What will this virus show us about our economic system? We've well seen how brutal unregulated capitalism can be. Instead of capitalism being about using capital as a tool of production, it is used as a tool of control and exploitation. It's brutal like nature is. We can see that this virus is going to hurt so many people and businesses. Because of the Social Darwinism that we have practiced, many of both will go under. It's going to hurt the entire society and economy. It will hurt our civilization. A large part of the problems that will come from the virus will be because the never ending "natural" fight for efficiency means there is little slack for disruption. People don't have the money or other resources to deal with disruption. The entire civilization suffers because a large part of it will be damaged. Our civilization is our ecology, which means it is our life support system. We can't be letting it take hit after hit from natural principles. We have to follow human patterns, like the Constitution, that overrides natural principles and protects People, Our Nation, Our Civilization and all we have built. Nature doesn't really build. Only humans use that strategy.

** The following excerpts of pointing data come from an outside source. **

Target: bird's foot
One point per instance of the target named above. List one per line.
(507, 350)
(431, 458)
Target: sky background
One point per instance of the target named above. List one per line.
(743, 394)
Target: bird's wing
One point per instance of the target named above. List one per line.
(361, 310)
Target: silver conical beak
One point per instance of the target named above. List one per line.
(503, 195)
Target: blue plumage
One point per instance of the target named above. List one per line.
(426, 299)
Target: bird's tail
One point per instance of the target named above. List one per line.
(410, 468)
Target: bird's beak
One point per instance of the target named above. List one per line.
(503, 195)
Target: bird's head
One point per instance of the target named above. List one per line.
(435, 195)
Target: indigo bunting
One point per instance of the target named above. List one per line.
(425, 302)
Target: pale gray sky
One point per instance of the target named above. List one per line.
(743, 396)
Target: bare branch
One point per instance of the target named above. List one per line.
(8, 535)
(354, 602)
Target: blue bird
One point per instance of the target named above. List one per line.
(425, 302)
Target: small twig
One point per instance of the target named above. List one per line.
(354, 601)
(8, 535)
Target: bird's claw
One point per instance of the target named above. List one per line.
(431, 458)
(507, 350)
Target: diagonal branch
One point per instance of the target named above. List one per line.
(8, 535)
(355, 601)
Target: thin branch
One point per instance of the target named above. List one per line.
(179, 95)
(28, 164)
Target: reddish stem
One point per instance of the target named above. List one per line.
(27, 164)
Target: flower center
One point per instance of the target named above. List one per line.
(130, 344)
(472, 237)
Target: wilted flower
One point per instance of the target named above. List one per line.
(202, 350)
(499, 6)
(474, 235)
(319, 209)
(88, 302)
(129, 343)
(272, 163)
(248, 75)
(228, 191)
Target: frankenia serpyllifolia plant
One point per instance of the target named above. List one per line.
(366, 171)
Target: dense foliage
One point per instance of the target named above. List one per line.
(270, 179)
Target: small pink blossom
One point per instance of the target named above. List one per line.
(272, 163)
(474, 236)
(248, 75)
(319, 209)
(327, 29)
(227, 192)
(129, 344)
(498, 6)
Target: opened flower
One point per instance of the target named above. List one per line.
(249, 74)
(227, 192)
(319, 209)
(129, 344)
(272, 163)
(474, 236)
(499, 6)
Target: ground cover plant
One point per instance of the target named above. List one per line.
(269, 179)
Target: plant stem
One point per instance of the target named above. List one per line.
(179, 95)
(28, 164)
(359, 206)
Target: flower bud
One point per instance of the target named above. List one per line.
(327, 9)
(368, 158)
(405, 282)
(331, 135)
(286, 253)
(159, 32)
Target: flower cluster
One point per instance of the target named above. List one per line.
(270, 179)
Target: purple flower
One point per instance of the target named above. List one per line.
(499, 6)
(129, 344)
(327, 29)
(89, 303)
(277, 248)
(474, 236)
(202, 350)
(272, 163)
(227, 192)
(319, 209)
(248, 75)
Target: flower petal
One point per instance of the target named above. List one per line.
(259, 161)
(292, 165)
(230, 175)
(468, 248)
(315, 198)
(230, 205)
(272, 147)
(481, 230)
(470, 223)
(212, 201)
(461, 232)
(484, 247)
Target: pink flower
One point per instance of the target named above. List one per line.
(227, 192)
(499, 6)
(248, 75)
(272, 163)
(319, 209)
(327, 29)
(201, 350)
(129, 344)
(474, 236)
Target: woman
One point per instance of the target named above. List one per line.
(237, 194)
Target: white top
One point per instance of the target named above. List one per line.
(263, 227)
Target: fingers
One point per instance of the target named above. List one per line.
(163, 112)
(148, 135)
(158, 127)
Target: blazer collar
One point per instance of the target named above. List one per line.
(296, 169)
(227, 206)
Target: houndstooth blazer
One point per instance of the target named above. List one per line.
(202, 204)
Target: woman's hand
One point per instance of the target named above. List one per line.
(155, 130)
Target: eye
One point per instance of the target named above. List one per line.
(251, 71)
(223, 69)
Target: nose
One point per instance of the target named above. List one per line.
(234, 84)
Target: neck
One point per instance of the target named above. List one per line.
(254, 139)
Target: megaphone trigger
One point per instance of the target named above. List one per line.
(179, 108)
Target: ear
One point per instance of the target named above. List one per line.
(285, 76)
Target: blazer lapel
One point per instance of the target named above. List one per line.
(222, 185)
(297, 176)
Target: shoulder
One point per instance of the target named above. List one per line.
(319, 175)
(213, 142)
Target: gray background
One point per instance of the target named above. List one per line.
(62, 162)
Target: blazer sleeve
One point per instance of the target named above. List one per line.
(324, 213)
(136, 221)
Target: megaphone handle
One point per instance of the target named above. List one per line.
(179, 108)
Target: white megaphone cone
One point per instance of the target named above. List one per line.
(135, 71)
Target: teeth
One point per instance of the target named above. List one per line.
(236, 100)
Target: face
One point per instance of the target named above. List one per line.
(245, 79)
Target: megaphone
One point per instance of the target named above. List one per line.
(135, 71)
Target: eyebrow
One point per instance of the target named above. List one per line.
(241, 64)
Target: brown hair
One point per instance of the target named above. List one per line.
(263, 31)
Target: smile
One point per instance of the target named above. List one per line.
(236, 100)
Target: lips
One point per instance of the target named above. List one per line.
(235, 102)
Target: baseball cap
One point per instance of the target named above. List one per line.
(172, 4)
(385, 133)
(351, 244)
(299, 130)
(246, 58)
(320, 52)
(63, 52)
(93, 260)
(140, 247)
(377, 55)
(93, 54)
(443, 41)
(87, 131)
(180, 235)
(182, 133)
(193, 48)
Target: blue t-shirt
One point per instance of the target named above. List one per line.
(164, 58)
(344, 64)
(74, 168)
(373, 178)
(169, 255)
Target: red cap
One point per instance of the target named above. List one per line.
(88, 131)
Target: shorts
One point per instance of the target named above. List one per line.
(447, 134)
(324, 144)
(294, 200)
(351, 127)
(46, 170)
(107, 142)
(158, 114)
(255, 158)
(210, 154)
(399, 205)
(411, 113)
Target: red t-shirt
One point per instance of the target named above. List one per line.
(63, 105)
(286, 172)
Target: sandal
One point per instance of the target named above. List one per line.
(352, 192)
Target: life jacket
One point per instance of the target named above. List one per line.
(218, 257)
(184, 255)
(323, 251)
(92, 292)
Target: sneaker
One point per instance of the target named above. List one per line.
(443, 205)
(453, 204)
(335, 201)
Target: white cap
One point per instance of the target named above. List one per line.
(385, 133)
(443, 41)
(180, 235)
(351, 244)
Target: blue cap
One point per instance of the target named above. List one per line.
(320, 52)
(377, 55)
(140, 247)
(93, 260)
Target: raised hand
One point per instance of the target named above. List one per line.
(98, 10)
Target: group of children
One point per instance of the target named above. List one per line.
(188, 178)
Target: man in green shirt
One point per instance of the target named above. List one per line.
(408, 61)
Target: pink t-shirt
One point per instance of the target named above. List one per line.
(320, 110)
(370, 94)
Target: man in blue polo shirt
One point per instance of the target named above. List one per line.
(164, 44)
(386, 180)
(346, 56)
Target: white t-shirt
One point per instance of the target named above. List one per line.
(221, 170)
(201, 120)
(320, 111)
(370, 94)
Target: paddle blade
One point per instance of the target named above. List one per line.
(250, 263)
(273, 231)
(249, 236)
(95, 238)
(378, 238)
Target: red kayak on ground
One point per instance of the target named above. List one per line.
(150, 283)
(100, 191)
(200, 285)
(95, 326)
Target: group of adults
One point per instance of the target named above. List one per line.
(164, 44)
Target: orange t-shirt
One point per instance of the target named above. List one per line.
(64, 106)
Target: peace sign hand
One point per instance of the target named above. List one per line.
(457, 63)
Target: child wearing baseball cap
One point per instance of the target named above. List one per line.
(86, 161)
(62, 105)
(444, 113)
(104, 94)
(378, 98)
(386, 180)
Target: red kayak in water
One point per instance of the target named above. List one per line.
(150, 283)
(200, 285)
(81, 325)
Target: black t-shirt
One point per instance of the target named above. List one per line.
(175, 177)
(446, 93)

Our human strategies are embodied in our laws, our sciences, our culture, our moral principles and the body of knowledge called philosophy. The thinkers of early civilizations could look out their city gates and see humanity subject to nature. It's why they developed philosophies, to elevate humanity above the animals. In the larger scheme of things, there must be a balance between Natural Principles and Human Strategy, but the two tend to be very different and in a complicated conflict. It seems that human strategies should be used where they can because they are usually better than nature's strategies - when they can be sustained. Where human strategies can replace nature's strategies, nature's strategies will not occur. Where human strategies can not act, nature's strategies will. An example might be that nature's strategy of natural selection can remove de novo mutations, but if a human strategy of artificial selection removed de novo mutations, natural selection would not be acting on them. At the same time, there are things like moral instinct or immune systems that I really don't see humans being able to manage anytime soon with genetic husbandry. They are just too complicated so natural selection will still act on those. At the other end of the scale might be "status". Anthropologists can tell you all about the importance of status because it is a powerful part of our reproductive strategy to allow an individual to mate with the most fit individual they can get access to. At the same time, it is responsible for much of what might be called weird or even destructive human behavior, possibly including greed. If genetic technology can improve genetic outcomes greatly, then will the drive for status be reduced? Will we be able to afford to use status as a strategy less?

I'm going to have to think about this but it seems that the balance between nature's strategies and human strategies should be to use human strategies where possible for a better outcome, but nature will act if the human strategy doesn't take care of the problem. Sometimes human judgment will be able to understand that Nature's strategy actually leads to a better outcome or a more maintainable one but that too will be a human strategy.